While we formed some really good relationships through that, I know a lot of players were turned off by it – the opportunities were a bit generic, they didn’t line up with what they were really passionate about so weren’t engaging for them. It was a negative experience and they didn’t get involved in anything similar in the future.

 

Starting at the AIS, I wanted to make sure that it was all around aligning to athletes’ personal values, experiences, beliefs, motivators. The idea is we’re not going to tell you to go do something. Instead, we’re going to create some opportunities and some alignment to charities and causes. The athletes then choose to engage with them.

 

The uptake has been great, people have been getting involved with the likes of Lifeline, Black Dog, Share A Yarn, and there’s more to come.

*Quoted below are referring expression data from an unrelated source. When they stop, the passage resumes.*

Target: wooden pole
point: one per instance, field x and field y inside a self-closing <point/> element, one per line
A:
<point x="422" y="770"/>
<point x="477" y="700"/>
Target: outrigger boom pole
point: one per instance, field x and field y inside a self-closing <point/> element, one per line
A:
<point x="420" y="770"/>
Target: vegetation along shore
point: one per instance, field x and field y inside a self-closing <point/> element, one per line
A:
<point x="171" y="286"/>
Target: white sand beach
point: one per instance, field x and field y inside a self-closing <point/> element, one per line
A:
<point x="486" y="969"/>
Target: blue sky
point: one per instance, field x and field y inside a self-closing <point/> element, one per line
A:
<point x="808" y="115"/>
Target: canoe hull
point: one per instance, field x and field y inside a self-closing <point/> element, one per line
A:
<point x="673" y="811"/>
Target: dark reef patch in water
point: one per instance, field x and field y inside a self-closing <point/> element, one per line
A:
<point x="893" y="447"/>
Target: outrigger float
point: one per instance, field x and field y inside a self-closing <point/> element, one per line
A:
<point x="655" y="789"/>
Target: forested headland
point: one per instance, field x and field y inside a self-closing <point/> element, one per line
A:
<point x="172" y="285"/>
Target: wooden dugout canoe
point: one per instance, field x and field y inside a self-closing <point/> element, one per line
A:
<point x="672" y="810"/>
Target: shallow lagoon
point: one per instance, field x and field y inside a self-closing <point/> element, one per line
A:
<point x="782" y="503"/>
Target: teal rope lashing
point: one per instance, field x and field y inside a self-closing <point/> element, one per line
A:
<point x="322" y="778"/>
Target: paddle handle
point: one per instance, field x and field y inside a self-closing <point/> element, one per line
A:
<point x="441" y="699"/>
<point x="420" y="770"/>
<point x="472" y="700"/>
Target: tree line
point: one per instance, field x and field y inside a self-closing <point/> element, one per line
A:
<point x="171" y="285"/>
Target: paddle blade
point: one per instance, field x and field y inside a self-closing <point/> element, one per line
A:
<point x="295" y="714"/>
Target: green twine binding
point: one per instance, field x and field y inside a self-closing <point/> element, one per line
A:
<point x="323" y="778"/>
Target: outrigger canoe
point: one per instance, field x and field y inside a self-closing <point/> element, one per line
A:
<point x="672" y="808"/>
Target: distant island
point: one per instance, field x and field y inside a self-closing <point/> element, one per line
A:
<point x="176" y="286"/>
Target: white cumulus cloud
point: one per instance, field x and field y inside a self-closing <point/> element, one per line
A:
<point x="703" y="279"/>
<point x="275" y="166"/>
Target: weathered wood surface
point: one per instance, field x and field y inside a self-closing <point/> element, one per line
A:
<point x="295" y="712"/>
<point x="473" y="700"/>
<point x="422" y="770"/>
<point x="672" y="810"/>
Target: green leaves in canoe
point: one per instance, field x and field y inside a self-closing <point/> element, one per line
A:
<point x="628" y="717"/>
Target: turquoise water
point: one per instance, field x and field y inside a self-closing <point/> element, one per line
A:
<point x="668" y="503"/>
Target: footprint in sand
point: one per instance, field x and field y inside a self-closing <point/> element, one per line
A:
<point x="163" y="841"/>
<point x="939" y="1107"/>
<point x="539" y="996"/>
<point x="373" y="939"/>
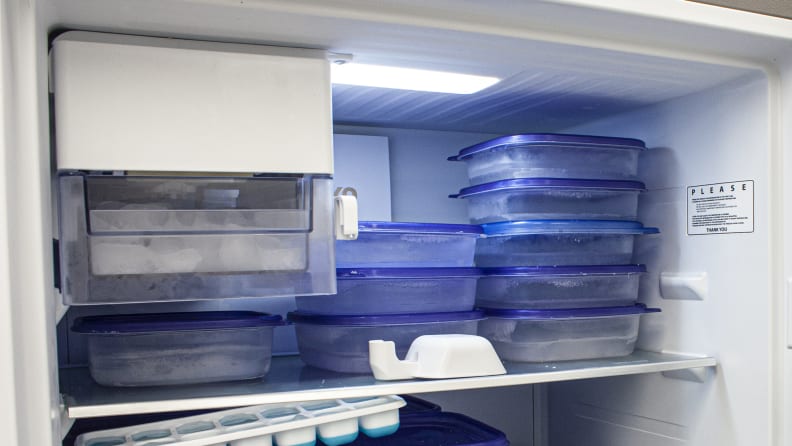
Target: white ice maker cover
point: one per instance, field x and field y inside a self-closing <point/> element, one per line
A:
<point x="152" y="104"/>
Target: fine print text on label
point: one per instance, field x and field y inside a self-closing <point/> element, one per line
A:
<point x="721" y="208"/>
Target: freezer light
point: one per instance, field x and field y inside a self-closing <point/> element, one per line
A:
<point x="409" y="78"/>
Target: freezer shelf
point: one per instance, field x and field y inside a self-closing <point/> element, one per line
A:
<point x="291" y="380"/>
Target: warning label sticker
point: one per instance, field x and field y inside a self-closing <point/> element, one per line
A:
<point x="721" y="208"/>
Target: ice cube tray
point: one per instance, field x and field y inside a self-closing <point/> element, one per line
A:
<point x="334" y="422"/>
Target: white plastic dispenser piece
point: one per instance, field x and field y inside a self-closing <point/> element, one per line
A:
<point x="346" y="217"/>
<point x="436" y="356"/>
<point x="684" y="285"/>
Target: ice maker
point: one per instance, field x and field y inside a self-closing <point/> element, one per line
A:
<point x="192" y="170"/>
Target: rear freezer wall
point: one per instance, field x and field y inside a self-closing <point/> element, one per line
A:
<point x="715" y="136"/>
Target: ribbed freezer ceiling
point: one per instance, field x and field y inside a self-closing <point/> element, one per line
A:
<point x="531" y="101"/>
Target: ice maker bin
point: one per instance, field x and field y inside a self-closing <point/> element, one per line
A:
<point x="154" y="238"/>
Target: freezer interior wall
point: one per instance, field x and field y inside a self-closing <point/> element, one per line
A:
<point x="720" y="135"/>
<point x="713" y="136"/>
<point x="710" y="136"/>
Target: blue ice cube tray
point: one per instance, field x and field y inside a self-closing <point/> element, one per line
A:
<point x="334" y="422"/>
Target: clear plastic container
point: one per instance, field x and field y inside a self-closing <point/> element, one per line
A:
<point x="439" y="428"/>
<point x="550" y="287"/>
<point x="561" y="335"/>
<point x="397" y="290"/>
<point x="147" y="238"/>
<point x="178" y="348"/>
<point x="340" y="342"/>
<point x="552" y="198"/>
<point x="553" y="156"/>
<point x="399" y="244"/>
<point x="558" y="242"/>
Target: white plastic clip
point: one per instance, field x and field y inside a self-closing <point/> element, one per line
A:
<point x="346" y="220"/>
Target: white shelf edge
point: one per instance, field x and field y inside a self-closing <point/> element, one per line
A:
<point x="127" y="404"/>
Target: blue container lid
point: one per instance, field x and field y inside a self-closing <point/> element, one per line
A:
<point x="438" y="428"/>
<point x="157" y="322"/>
<point x="394" y="227"/>
<point x="570" y="313"/>
<point x="545" y="139"/>
<point x="583" y="270"/>
<point x="305" y="317"/>
<point x="405" y="273"/>
<point x="549" y="183"/>
<point x="502" y="228"/>
<point x="417" y="405"/>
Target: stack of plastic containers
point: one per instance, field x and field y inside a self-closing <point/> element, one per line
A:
<point x="558" y="214"/>
<point x="396" y="282"/>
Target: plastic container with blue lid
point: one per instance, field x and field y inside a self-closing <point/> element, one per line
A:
<point x="553" y="287"/>
<point x="552" y="155"/>
<point x="403" y="244"/>
<point x="552" y="198"/>
<point x="558" y="243"/>
<point x="564" y="334"/>
<point x="397" y="290"/>
<point x="438" y="428"/>
<point x="178" y="348"/>
<point x="340" y="342"/>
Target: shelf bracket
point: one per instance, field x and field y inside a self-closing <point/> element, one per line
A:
<point x="66" y="422"/>
<point x="696" y="375"/>
<point x="693" y="374"/>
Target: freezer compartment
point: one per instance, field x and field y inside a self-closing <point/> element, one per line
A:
<point x="562" y="335"/>
<point x="552" y="198"/>
<point x="397" y="290"/>
<point x="399" y="244"/>
<point x="159" y="238"/>
<point x="178" y="348"/>
<point x="550" y="287"/>
<point x="558" y="242"/>
<point x="340" y="342"/>
<point x="552" y="155"/>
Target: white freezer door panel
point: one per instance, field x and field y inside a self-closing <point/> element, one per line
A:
<point x="136" y="103"/>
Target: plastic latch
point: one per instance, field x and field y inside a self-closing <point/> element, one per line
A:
<point x="346" y="217"/>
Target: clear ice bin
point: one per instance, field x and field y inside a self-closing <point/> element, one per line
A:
<point x="537" y="155"/>
<point x="563" y="335"/>
<point x="178" y="348"/>
<point x="127" y="239"/>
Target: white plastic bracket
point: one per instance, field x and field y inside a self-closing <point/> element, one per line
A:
<point x="60" y="309"/>
<point x="346" y="217"/>
<point x="684" y="286"/>
<point x="789" y="312"/>
<point x="66" y="423"/>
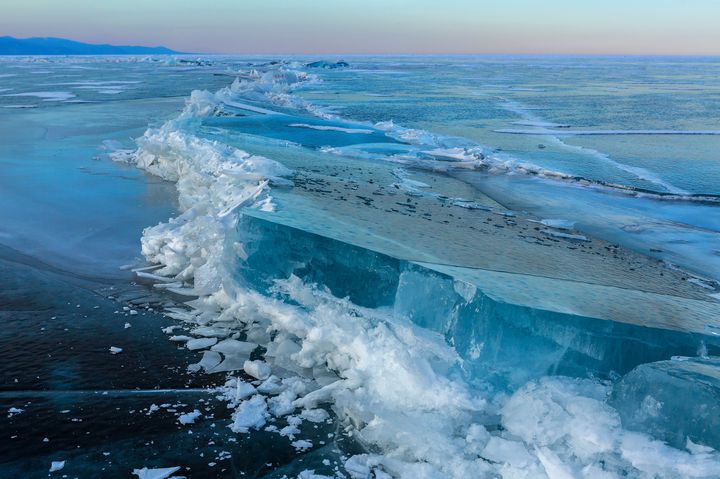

There are more social issues to talk about. There’s domestic violence, LGBTIQ rights, the list goes on. Athletes want to support them and the community wants sportspeople to get involved as well.

 

Then there’s helping athletes move on, to transition into whatever comes after their sporting career.

 

Those messages take time. Athletes have such a small window at the top of their sport, and they have to chuck all their eggs in one basket; putting in massive days, training and rehabbing and trying to achieve everything your body and athletic ability will possibly allow.

 

Trying to get a message about what comes next into someone who’s as intensely focused as elite athletes are is difficult, so those messages take time.

 

 

I’d retired and had a year off before my final season in the NRL with the Storm. But when I called time on my career for good, I had no education and no work experience.

 

I was given an opportunity playing local footy in Newcastle and working in the coalmines – something which came about after connecting with the community up there – but after 18 months I thought “Is this what I really want to do for the next 30 years?” It was a fantastic environment – good camaraderie, well paid – but it wasn’t something I wanted to do for the rest of my life.

 

Going through that reflective process then, it provided the realisation that had someone been talking to me ten or twenty years earlier about post-footy life, plans could have been put in place for that eventual retirement well in advance.

 

You want to create these opportunities and make sure transitions are as smooth as possible – although they won’t always be. You also want the athletes to look back and remember their time in sport fondly.

 

You don’t want them to go, “Oh, I did ten years of swimming and what did I get out of it? Bung shoulders, no degree, no job prospects, and no connection to the community. I went to the Olympics, but what did the system provide for me for the rest of my life?”

 

What we want is for them to look back in 20 years’ time, after they retired, and think of their sporting careers fondly.